My check_mk server connects to several RHEL nodes which have installed check_mk_agent (version 1.2.4p3). A group of these nodes belong to a pacemaker cluster.
The check_mk agent is configured by default -- a xinet service is configured bound to the port 6556/TCP:
service check_mk
{
type = UNLISTED
port = 6556
socket_type = stream
protocol = tcp
wait = no
user = root
server = /usr/bin/check_mk_agent
# If you use fully redundant monitoring and poll the client
# from more then one monitoring servers in parallel you might
# want to use the agent cache wrapper:
#server = /usr/bin/check_mk_caching_agent
# configure the IP address(es) of your Nagios server here:
#only_from = 127.0.0.1 10.0.20.1 10.0.20.2
# Don't be too verbose. Don't log every check. This might be
# commented out for debugging. If this option is commented out
# the default options will be used for this service.
log_on_success =
disable = no
}
One of these cluster nodes has problems when a socket is open to the 6556/TCP port because the /usr/bin/check_mk_agent script hangs in the cluster detection stage:
crm_mon -1 -r | grep ···
This makes the check_mk server report issues on that node.

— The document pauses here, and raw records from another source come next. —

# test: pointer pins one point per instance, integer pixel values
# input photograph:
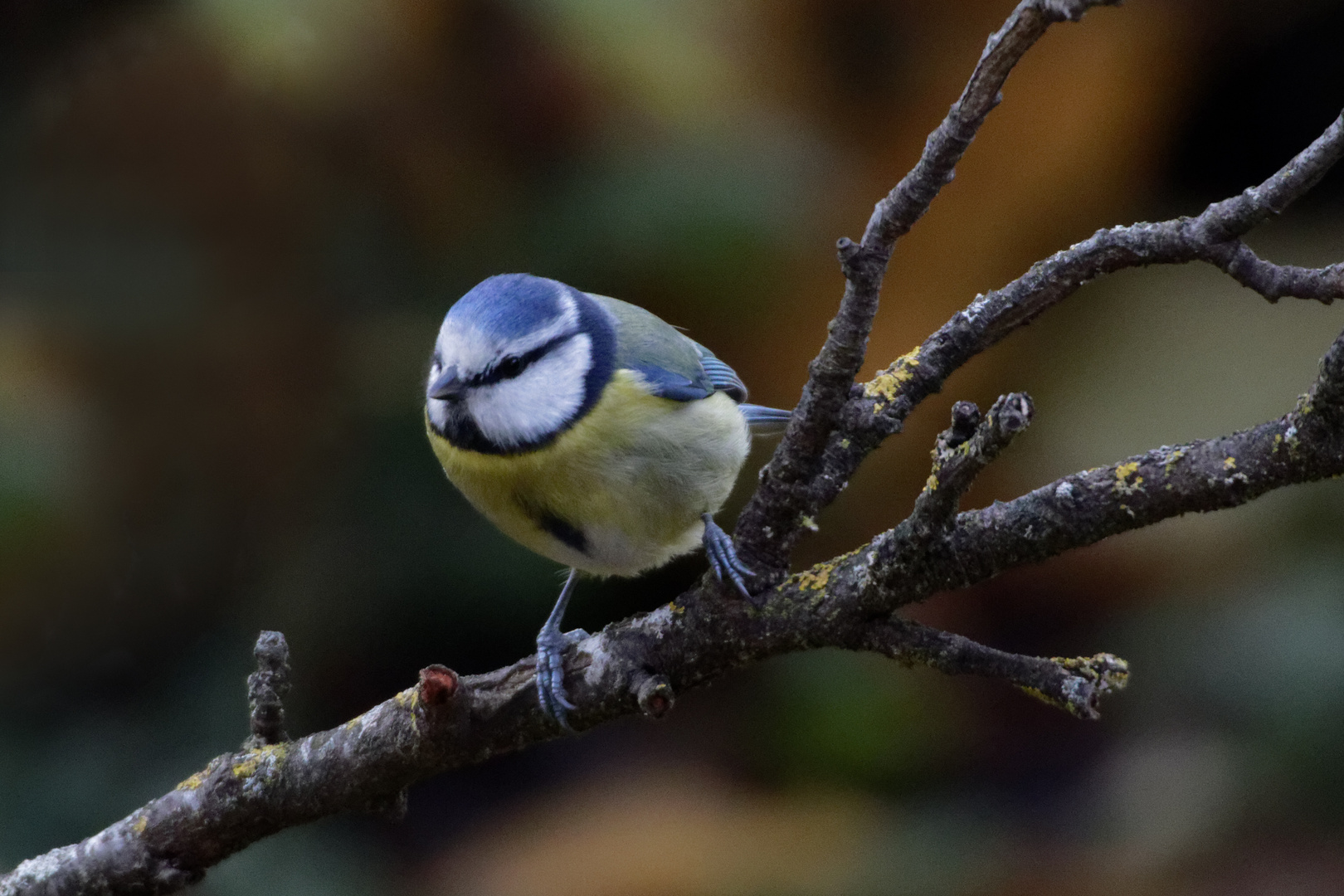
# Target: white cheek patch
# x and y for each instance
(437, 412)
(537, 403)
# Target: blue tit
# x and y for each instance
(590, 431)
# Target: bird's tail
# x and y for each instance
(765, 421)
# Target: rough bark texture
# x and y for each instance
(640, 664)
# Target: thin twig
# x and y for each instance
(795, 484)
(1073, 684)
(266, 688)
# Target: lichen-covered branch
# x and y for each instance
(796, 484)
(1073, 684)
(639, 665)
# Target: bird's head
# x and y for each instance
(518, 362)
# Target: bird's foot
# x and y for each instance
(552, 645)
(723, 558)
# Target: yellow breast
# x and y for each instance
(626, 484)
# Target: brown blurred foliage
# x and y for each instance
(229, 229)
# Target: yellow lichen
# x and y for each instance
(888, 384)
(816, 578)
(249, 766)
(1122, 484)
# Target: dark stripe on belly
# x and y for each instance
(563, 531)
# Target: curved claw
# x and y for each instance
(550, 660)
(550, 676)
(723, 558)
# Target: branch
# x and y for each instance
(265, 689)
(446, 722)
(796, 484)
(640, 664)
(962, 453)
(1074, 685)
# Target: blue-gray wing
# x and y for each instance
(675, 366)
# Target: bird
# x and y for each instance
(590, 431)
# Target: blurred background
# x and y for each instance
(229, 230)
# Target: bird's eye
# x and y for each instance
(509, 367)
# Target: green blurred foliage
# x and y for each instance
(229, 230)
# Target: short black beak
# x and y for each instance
(446, 387)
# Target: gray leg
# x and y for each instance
(723, 557)
(550, 659)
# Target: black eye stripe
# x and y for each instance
(514, 366)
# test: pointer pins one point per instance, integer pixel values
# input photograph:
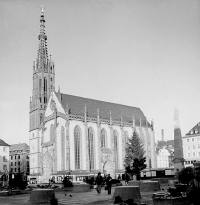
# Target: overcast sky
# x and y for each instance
(141, 53)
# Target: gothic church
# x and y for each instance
(75, 135)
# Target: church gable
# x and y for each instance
(119, 112)
(53, 104)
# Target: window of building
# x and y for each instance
(62, 148)
(52, 133)
(126, 137)
(91, 148)
(4, 159)
(77, 147)
(115, 134)
(103, 138)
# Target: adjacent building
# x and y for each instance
(191, 145)
(4, 157)
(19, 159)
(68, 134)
(165, 153)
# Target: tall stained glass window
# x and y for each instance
(77, 147)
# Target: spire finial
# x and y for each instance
(42, 10)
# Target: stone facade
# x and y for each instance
(66, 131)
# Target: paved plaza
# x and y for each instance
(75, 198)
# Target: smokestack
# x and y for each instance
(162, 134)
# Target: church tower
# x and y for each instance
(43, 85)
(43, 79)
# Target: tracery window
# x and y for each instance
(126, 137)
(62, 148)
(77, 147)
(103, 138)
(115, 135)
(91, 148)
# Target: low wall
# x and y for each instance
(38, 196)
(146, 186)
(128, 192)
(75, 188)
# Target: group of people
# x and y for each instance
(100, 181)
(108, 181)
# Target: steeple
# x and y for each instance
(42, 54)
(43, 78)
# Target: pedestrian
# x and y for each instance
(99, 182)
(53, 200)
(127, 178)
(194, 185)
(109, 183)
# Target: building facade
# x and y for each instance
(4, 157)
(68, 134)
(191, 145)
(19, 159)
(165, 153)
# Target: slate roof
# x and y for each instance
(2, 143)
(194, 130)
(19, 146)
(77, 104)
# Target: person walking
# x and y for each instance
(127, 178)
(194, 186)
(99, 181)
(109, 183)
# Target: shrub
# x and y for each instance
(186, 175)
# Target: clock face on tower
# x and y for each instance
(52, 105)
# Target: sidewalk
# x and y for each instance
(89, 198)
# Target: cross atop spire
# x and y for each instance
(42, 10)
(42, 55)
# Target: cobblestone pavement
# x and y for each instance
(89, 198)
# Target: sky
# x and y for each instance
(141, 53)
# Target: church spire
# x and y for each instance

When I comment out the cluster detection commands in the check_mk_agent script, it works fine
# Heartbeat monitoring
# Different handling for heartbeat clusters with and without CRM
# for the resource state
###if [ -S /var/run/heartbeat/crm/cib_ro -o -S /var/run/crm/cib_ro ] || pgrep crmd > /dev/null 2>&1; then
### echo '<<<heartbeat_crm>>>'
### crm_mon -1 -r | grep -v ^$ | sed 's/^ //; /^\sResource Group:/,$ s/^\s//; s/^\s/_/g'
###fi
###if type cl_status > /dev/null 2>&1; then
### echo '<<<heartbeat_rscstatus>>>'
### cl_status rscstatus
###
### echo '<<<heartbeat_nodes>>>'
### for NODE in $(cl_status listnodes); do
### if [ $NODE != $(echo $HOSTNAME | tr 'A-Z' 'a-z') ]; then
### STATUS=$(cl_status nodestatus $NODE)
### echo -n "$NODE $STATUS"
### for LINK in $(cl_status listhblinks $NODE 2>/dev/null); do
### echo -n " $LINK $(cl_status hblinkstatus $NODE $LINK)"
### done
### echo
### fi
### done
###fi
This problem is not found in the remaining cluster nodes.
I'm sure it is not a network problem because the same behaviour occurs when the connection is opened from inside that faulty node:
telnet 127.0.0.1 6556
The most strange is that I run the command crm_mon -1 -r
manually a lot of times a day but it never hangs.
What can make the command crm_mon -1 -r
to hang in just one node when it is executed with no terminal attached?
Thanx in advance
update 1
I have created a new xinetd service similar to check_mk one but changing the name, the port number and the server. The server script only contains these lines
#!/bin/bash
unset LANG
export LC_ALL=C
date
/usr/sbin/crm_mon -1 -r -N
#/usr/sbin/crm_resource -L
date
and it hangs too. I've even tried to use crm_resource -L
, whose output is the same, but it hangs too:
# telnet 127.0.0.1 6557
Trying 127.0.0.1...
Connected to 127.0.0.1.
Escape character is '^]'.
Fri Jul 14 08:37:36 CEST 2017
update 2
The SELinux configuration is Disabled
.